Profit expectations in these sectors would not be adversely affected by the monsoons and would yield positive absolute returns for investors at current levels of stock prices.
How do you see the IPO market in future Will government companies access the market
The IPO market becomes active when the stock valuations go up coupled with increase in retail appetite for stocks.
Though, it is difficult to predict the exact time, when the market sentiment would improve, we expect that over the next two to three years, the market will deliver attractive returns. The IPO markets may once again become active.
Do you think transaction tax is still an overbearing concern for the market despite recent changes announced by FM
The transaction tax will gradually get assimilated by investors into their overall cost of trading securities. Long term investors will find the transaction cost impact negligible as compared to the relief in capital gains taxes that have been proposed.

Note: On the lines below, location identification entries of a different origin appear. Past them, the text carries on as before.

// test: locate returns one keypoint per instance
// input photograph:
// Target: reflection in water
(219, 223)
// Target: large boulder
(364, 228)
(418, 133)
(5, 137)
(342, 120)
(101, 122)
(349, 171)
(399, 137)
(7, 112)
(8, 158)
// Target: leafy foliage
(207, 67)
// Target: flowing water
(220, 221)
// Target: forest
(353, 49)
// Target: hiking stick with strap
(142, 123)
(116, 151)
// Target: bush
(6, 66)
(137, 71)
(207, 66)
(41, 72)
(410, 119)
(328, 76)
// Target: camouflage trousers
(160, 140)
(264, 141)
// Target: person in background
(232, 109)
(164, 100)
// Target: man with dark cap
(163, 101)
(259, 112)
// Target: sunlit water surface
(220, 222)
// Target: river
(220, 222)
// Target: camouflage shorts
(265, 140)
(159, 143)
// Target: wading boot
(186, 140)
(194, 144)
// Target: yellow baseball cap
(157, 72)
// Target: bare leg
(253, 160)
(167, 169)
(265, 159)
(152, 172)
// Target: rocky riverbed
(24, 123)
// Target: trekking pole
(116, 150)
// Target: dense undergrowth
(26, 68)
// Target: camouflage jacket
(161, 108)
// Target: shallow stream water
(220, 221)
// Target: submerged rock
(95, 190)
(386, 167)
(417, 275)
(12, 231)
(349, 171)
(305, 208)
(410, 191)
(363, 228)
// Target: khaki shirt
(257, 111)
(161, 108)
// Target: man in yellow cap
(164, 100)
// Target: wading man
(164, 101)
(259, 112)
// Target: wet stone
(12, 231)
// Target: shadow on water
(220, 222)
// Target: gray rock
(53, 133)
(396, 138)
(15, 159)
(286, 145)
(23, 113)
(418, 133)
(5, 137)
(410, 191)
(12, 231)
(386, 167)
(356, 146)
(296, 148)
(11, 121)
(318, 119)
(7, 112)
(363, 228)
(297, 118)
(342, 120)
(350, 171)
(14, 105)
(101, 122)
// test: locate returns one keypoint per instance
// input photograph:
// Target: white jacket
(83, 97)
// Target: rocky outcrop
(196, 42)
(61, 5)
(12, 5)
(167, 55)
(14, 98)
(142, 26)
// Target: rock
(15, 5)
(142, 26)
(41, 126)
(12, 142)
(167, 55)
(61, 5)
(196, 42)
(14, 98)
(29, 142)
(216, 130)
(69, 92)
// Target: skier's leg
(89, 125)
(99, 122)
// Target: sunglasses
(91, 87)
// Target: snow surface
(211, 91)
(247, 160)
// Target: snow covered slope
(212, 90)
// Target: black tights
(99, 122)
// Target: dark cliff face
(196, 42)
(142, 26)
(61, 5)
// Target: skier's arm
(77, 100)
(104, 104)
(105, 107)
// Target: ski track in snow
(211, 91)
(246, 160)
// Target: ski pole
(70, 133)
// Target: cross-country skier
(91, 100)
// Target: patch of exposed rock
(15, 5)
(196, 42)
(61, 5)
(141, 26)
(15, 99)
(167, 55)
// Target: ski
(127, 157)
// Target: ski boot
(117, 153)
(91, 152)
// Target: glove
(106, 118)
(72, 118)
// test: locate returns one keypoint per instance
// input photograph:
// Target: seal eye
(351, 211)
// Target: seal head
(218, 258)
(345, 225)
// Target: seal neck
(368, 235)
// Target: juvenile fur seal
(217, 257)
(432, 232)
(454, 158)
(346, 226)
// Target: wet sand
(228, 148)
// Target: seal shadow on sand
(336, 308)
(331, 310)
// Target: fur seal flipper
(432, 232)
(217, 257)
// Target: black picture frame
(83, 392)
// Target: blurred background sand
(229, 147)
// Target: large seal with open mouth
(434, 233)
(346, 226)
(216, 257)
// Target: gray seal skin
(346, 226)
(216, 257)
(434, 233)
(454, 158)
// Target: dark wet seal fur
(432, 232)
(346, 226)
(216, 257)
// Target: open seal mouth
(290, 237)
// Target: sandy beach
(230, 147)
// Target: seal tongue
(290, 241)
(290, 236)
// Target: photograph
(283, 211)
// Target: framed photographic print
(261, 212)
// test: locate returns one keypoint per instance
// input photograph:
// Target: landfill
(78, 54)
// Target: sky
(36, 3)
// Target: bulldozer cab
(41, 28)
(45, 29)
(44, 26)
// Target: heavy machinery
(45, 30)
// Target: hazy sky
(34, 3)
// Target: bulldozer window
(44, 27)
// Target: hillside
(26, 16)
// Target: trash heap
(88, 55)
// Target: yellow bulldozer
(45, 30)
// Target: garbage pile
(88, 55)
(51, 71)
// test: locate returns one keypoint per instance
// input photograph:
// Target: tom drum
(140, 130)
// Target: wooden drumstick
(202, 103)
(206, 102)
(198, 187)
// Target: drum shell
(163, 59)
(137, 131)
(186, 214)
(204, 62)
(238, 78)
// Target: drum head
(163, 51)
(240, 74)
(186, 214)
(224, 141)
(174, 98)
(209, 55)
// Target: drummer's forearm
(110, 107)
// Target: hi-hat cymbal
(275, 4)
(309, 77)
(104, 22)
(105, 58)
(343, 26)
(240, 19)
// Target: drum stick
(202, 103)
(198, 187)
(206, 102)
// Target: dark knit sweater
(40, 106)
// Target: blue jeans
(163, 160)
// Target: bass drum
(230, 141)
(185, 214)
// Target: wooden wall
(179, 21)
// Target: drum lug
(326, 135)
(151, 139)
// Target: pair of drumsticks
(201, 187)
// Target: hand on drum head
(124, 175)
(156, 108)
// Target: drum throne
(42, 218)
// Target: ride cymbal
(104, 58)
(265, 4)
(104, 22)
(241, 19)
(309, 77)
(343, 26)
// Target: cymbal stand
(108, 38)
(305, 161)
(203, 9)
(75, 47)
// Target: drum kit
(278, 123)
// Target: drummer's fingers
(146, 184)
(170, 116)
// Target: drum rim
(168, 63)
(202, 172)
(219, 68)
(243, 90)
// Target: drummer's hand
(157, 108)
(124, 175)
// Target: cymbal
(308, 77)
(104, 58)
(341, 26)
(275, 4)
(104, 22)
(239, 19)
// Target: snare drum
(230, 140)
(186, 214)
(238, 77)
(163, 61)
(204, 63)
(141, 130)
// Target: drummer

How should an investor cope with rapid changes in the investment environment and volatility
Investors should keep a long-term horizon (a minimum of three years) and avoid active trading. They must also buy shares of fundamentally sound companies that have long term growth potential and are available at reasonable valuations.
Market volatility gives a long-term investor an opportunity to buy stocks cheap, when the overall market sentiment turns negative because of short-term temporary problems.
Moreover, investors have realised the fact that putting money gradually into the market is the key to prudent investing rather than being swayed by market sentiments.
Which sectors will perform better now and why
Textiles, pharmaceuticals and software sectors are likely to perform better in the current scenario. Textile quotas for Indian companies are set to go from January 2005, thereby paving the way for opening up global markets.
Moreover, several Indian pharma companies have been able to develop and deliver world-class generics to MNC pharma companies globally at very low prices.
The Indian software sectors are also expected to show positive margins in future, driving profitability for companies in the sector.
Furthermore, we see trends like retailing and mobile phone usage in India driving growth for at least the next 3 years for companies in those sectors.
With interest rates moving up, do you perceive investment in debt as a safe bet
Historical data shows that debt has not been an attractive asset class to stay invested in the long-term. We still believe that equities would be able to deliver high returns over the long-term. However, there may be opportunities to make better returns in debt securities for temporary period, when interest rates are falling.
Presently, rising interest rates would make long term bonds less attractive due to the risk of capital losses.
The short term risk free securities are yielding only about 4.5-5 per cent, while the earnings yield (reciprocal of P/E) for equities is about 8 per cent.
Are insurance companies favouring equity investment
With the launch of unit linked products by several private sector insurers, the exposure to stocks has certainly increased. Unit linked funds have asset allocation options that may have a significant exposure to equities.